Ardından Martin van Buren’ın muhalifleri O.K. kısaltmasını açıklamasını, politikacının zaaflarını yeren kelimelerle yeniden türeterek, karşı kampanyalarında kullandılar. Sonunda dönemin eleştirmen ve bilginleri O.K.’i ulusal argo sözlüğüne dahil ettiler. Açık olmayan tanımlaması nedeni ile birçok nüktedan zeka örneğinin sergilenmesine neden olan kısaltma, bu sayede akıllara ve haliyle konuşma diline yerleşti.

Dilden Telgrafa

Bir gazetecinin şakası ve başkanlık adaylarından birinin kampanyası ile yaygınlaşan kısaltmanın kullanımı, telgrafın icadı ile yeni bir boyut kazanır. Uzak mesafeli iletişimin bu erken döneminde, mesajların tamamlandığını belirtmek için bir kısaltma kullanılması gerektiğinde O.K., telgraf operatörlerinin kullandığı bir terim haline gelir.

Onaylamanın en basit hali olan ve sunduğu kullanım kolaylığı ile OK kısaltması, Amerika’dan öncelikle İngilizce konuşulan dillere, ardından da sayısız dünya diline girmiştir.

“O.K.” adeta dil engelini ortadan kaldırmıştır.

Kısaltma, uluslar arası bir yaygınlığa kavuşunca bazı zeki insanlar bu kısaltmanın bir de jestlerle ifade şeklini geliştirdiler.

Bilinirliğiyle, adeta dil bilinme sınırlarını aşan bu ünlü kısaltma, birçok grup tarafından sahiplenilmeye çalışılmıştır.
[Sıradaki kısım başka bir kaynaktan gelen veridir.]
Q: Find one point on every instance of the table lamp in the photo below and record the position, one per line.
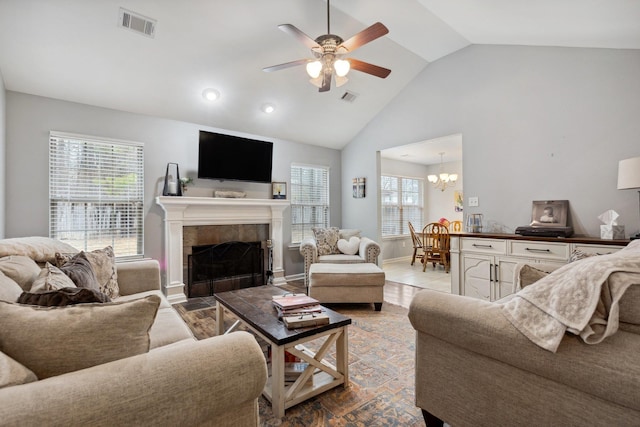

Birçok grup Ok. kısaltmasının kendi kültürlerinin bir ürünü olduğunu iddia etmiştir. Hatta iddialarını destekleyen yüzlerce hatta binlerce yıl öncesine dayanan tezler ortaya atanlar olmuştur. Geçerliliğinin ispatlarını sunan tek tez ise yukarıda anlatılmış olandır. O da 178 yıl öncesine dayanmaktadır…

Ok’in sahiplenilmesi ile ilgili tartışmalar konusunda fikir vermek için, bu kelimelerin diğer kültürel açıklamalarından örnekler:

Almanca – Ober-kommando (Öok)

Chocktaw* – okeh

Latince – omnes korrecta

İskoçya – och aye

Yunanca – ola kala

Bu kelimelerin tamamı, o dildeki onaylama anlamına gelen kelimelerle ilişkilendirilmiştir. Türkçe için bir örnek bulmaya zorlasak, mesela “Olur, tabi” gibi bir cümlenin kısaltması olduğunu iddia edebiliriz.

Sonuçta doğru olduğuna inandığımız açıklama ne olursa olsun, herkesin tarih üzerinde anlaşmaya varmasının imkansız olduğunu söylemek gerekir. Etimolojinin bazı insanlar için çok ilginç bulunma nedeni de işte budur. Boston Morning Post ve Martin van Buren’in kampanyası öncesinde, OK’in var olduğunu kantılayacak somut bir işaret söz konusu değildir ancak yine de herkes kendi ok. olduğu hikayeye inanmaya devam edebilir.